Gender-specific Exercise Benefits: Why Women Need Less to Gain More

2024-03-02 13:30:53

Men need to do almost twice as much physical exercise as women to obtain the same cardiovascular benefits, according to a study by the Smidt Heart Institute in Los Angeles, published in the Journal of the American College of Cardiology.

The researchers analyzed data on physical activity performed by 412,413 adults, 55 percent of them women, in the period 1997-2019 from the United States National Health Survey.

The researchers examined gender-specific outcomes regarding frequency, duration, intensity, and type of physical activity, concluding that women gain more cardiovascular health benefits from exercise than men.

STRENGTH WOMEN

“For all adults who reported participating in any regular physical activity, compared to being inactive, the risk of mortality was predictably lower, although women reduced it by 24 percent with sport and men by 15 percent,” it says. one of the authors, Susan Cheng.

The researchers also looked at moderate to vigorous aerobic physical activity, such as brisk walking or cycling, and found that men achieved their greatest cardiovascular health benefit by doing this type of exercise five hours a week, while women They achieved the same with two and a half hours a week.

When it came to muscle-strengthening activities, such as weight lifting, men achieved their maximum benefit by doing three sessions a week and women gained the same benefit from regarding one session a week.

MORE EXERCISE, BETTER HEALTH

According to Cheng, women got even greater benefits if they did more than two and a half hours a week of moderate-to-vigorous aerobic activity, or two or more weekly sessions of muscle-strengthening activities.

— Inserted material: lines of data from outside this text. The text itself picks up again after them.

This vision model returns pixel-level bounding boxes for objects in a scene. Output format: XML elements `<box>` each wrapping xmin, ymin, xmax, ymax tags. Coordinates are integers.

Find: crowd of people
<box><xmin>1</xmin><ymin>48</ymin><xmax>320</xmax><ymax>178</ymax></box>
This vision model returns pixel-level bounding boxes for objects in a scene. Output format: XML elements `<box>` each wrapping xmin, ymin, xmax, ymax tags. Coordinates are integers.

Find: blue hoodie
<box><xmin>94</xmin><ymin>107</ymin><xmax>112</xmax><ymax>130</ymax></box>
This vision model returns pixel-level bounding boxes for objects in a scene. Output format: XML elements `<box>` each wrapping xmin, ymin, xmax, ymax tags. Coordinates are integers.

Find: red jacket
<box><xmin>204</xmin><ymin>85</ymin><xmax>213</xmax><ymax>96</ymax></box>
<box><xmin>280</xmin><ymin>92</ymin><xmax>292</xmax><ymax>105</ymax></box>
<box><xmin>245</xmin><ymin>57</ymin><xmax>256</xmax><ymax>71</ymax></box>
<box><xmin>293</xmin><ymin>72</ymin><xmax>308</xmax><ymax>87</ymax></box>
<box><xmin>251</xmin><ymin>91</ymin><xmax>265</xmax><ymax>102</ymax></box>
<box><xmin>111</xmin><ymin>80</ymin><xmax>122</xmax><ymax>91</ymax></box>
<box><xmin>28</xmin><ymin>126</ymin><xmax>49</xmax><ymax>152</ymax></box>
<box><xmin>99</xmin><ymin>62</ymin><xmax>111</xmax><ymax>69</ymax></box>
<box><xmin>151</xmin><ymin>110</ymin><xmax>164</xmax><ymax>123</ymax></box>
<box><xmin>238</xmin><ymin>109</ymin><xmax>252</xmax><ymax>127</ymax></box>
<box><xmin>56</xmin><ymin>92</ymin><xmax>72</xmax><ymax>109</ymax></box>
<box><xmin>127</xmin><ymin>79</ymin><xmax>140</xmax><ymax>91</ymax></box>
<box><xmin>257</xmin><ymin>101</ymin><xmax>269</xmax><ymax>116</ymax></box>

Taking all types of exercise and all variables into account, the scientists confirmed that men get the greatest survival benefit from 300 minutes of moderate to vigorous activity per week, while women get the same benefit from 140 minutes.

Although “women continue to obtain more benefits up to 300 minutes per week,” says Cheng.

The researchers note that their findings help move the longstanding recognition of sex-specific physiology observed in the exercise laboratory to a now expanded view of sex differences in exercise-related clinical outcomes.